Stefan Hinterwimmer


2024

The choice of the perspectival center of a stretch of discourse is crucial for the interpretation of certain phenomena such as free indirect discourse. It has been argued that the protagonist that is most prominent compared to competing protagonists gets to be the perspectival center. In this paper we discuss grammatical function and referential expression as prominence-lending cues and their impact on perspective-taking. We take the anchoring of free indirect discourse as the indicator for a shift in perspective as free indirect discourse can only be processed correctly if the reader is able to ascribe the utterance or thought to a protagonist. Identifying the perspectival center is particularly crucial for the interpretation of a thought or utterance in free indirect discourse mode that can potentially be ascribed to different protagonists, since in contrast to direct or indirect discourse the respective speaker or thinker is not explicitly marked as such in free indirect discourse. In a series of acceptability rating studies, we tested if anchoring of free indirect discourse to the less prominent of two competing referents is perceived to be unnatural. Further, we take a closer look at the role of subject and object as well as the choice of referential expression (proper name compared to indefinite noun phrase). We find that a protagonist referred to with a proper name in subject position is highly preferred as the anchor for free indirect discourse compared to a protagonist referred to with an indefinite noun phrase in object position. Building on these findings, we present evidence that the prominence of the referent that is established in the sentence preceding a sentence in free indirect discourse mode can be overridden by discourse prominence.
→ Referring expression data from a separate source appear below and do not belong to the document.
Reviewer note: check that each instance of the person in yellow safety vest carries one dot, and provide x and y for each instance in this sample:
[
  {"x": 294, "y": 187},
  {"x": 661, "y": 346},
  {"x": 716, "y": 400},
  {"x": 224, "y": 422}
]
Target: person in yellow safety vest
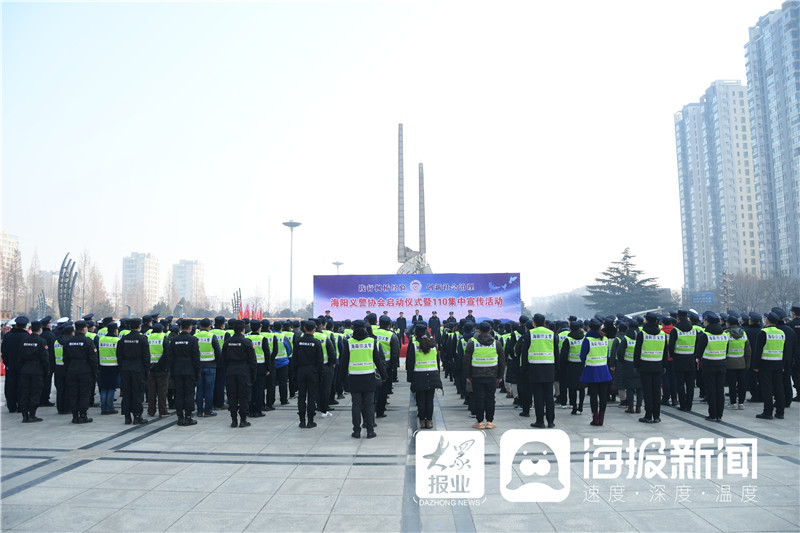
[
  {"x": 537, "y": 354},
  {"x": 737, "y": 362},
  {"x": 712, "y": 343},
  {"x": 594, "y": 355},
  {"x": 364, "y": 360},
  {"x": 422, "y": 371},
  {"x": 649, "y": 354},
  {"x": 210, "y": 352},
  {"x": 768, "y": 362},
  {"x": 484, "y": 366},
  {"x": 158, "y": 377},
  {"x": 390, "y": 345},
  {"x": 106, "y": 345}
]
That is, a referent that is repeatedly mentioned in a short discourse is preferred as the perspectival center regardless of the prominence of a competing referent in the sentence preceding a sentence in free indirect discourse mode.

2020

In this paper we report the results of two experimental studies in which we tested the claim of Hinterwimmer and Bosch (2017) that German demonstrative pronouns are anti-logophoric pronouns: They avoid discourse referents as antecedents that function as perspectival centers. In both experiments we tested the interpretative options of demonstrative pronouns in text segments which were either perspectivally neutral or in which the narrator’s or a topical protagonist’s perspective was foregrounded. Taken together, the experimental results are most compatible with a slightly modified version of the analysis argued for in Hinterwimmer and Bosch (2017) according to which topical discourse referents in neutral narration automatically become perspectival centers.